Thursday, May 29, 2014
The back (reverse) of the nickel pictures Monticello, Jefferson's house. The back reads, "E PLURIBUS UNUM" (which means, "Out of many, one"), "MONTICELLO," "FIVE CENTS," and "UNITED STATES OF AMERICA." Monticello (meaning “little mountain” in Italian) is widely considered one of the greatest architectural treasures in the United States. Jefferson regarded Monticello as his “architectural ideas and experiments.”

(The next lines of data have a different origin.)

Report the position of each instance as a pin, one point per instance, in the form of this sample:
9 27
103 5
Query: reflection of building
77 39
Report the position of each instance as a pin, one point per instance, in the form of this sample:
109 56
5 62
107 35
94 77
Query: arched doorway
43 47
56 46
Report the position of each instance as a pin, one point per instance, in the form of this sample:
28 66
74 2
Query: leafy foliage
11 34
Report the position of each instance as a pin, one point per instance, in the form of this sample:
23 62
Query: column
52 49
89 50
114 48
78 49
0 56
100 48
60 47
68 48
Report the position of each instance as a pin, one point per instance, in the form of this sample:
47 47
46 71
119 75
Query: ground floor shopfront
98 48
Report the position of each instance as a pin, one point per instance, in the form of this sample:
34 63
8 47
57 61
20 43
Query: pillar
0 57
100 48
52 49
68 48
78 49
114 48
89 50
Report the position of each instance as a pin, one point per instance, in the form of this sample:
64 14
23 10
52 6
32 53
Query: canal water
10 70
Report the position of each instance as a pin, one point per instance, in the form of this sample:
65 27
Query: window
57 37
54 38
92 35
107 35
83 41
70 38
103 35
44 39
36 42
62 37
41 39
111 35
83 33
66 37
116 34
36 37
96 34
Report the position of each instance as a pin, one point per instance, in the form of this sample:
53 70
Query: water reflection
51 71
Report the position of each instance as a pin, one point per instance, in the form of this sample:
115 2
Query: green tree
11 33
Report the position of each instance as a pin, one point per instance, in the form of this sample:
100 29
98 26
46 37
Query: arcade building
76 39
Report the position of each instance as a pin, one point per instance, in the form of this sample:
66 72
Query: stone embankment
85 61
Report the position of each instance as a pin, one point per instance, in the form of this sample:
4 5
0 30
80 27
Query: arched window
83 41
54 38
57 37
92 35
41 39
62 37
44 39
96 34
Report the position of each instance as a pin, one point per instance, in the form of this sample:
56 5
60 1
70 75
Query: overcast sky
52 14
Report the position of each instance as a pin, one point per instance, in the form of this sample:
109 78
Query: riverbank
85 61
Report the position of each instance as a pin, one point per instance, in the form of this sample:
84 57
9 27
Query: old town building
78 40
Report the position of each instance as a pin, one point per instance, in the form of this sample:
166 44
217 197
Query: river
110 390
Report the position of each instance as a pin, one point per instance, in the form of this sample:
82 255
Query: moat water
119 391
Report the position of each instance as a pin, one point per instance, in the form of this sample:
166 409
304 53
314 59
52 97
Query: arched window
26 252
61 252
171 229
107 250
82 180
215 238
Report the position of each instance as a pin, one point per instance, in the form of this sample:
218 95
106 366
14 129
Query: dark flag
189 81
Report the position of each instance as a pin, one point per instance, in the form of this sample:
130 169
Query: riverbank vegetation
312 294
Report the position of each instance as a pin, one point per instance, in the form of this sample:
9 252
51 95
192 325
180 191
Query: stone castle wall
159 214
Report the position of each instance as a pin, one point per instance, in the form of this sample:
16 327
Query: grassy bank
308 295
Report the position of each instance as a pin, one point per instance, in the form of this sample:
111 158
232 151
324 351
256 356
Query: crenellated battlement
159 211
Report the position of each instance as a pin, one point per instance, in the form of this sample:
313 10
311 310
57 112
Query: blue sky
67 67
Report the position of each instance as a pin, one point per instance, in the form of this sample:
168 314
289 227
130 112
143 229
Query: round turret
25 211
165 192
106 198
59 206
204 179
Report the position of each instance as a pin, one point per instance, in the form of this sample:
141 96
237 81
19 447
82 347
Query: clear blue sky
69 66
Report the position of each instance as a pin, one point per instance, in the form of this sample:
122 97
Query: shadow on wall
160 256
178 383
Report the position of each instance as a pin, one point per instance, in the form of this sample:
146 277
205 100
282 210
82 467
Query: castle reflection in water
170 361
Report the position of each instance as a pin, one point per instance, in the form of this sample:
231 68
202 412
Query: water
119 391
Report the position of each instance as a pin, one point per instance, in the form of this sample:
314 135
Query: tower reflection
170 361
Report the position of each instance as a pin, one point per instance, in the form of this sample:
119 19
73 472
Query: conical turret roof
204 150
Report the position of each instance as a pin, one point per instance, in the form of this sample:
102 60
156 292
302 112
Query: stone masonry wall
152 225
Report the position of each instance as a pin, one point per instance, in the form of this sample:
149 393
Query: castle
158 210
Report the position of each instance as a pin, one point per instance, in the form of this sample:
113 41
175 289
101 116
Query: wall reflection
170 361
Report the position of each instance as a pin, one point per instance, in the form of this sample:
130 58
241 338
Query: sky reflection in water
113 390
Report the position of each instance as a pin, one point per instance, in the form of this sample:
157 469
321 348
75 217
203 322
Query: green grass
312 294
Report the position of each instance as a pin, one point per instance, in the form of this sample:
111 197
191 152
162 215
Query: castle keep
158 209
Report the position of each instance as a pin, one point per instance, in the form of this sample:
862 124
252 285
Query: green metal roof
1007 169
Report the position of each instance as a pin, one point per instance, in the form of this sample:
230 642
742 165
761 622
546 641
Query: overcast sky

In his own construction, Jefferson adopted a Chinese style lattice about 1771. He installed “Chinese Railings” to border Monticello’s upraised terrace walk. In fact, Jefferson loved the Chinese railing so much that he designed the Chinese lattice for the house at Edgehill, Virginia before 1798. About 1802, Jefferson used the lattice for the house at Farmington. He also designed the Chinese lattice for his dwelling house at Barboursville. Jefferson also built Chinese lattice in the Swan house in Dorchester. Jefferson continued to use in balcony the railings until his death in 1826.
Friday, May 23, 2014
John Ledyard (1751-1789)worked hard to win the support from leaders of the fledgling United States. The leaders of the new nation, suffering from economic chaos, were pondering how to lead the nation out of its distressed circumstances in the wake of the victory in the Revolutionary War. Ledyard convinced whoever interested in his China plan by predicting opening trade with China “could save our country from bankruptcy on profit of the fur trade.” The China trade could also, “give our United States a place in the commercial world.”
Ledyard travelled to Philadelphia, the new nation’s economical and political center, where his “revolutionary new plan for China trade” attracted Robert Morris (1734-1806), one of the founding fathers. Morris, the Financier of the American Revolution, was the Superintendent of Finance of the United States when Ledyard met him. In June 1783, Ledyard had a conference with Morris. He detailed Morris his sailing route from the United States to China. In accordance with the route, a ship would sail around Cape Horn to the Pacific West, where the ship could buy furs pelts from the local Indians. Then the ship would sail to China with the furs, where those things would be “sold at fabulous prices.”
Sunday, May 11, 2014
Sunday, May 4, 2014
Ginseng, the herb that grew in North America, played an important role in promoting the relations between the newly founded United States and China. It helped the founders of the United States in their efforts to open direct trade with China. The huge demand of the Ginseng forced the Chinese merchants to look for Ginseng from other places in the world.
When the American Ginseng carried by the Empress of China reached Canton, all Ginseng carried over were sold out quickly in the unbelievable price. Not long after the Empress of China made great profit from the Ginseng trade, the joint supercargo, reported to Alexander Hamilton (1755-1804), Secretary of Treasure, “In the year of 1784, on the 22d of February, the ship Empress of China, being the first ship that ever sailed from United States for China, was sent to Canton by a company of American merchants; her cargo consists of Spanish dollars, about four hundred peculs of Genseng (Ginseng) , a piculs being 133/⅓ Ib English Avoirdu poids, some cordage, wine, lead, iron a few furs, with other trifling articles not worthy enumerating.”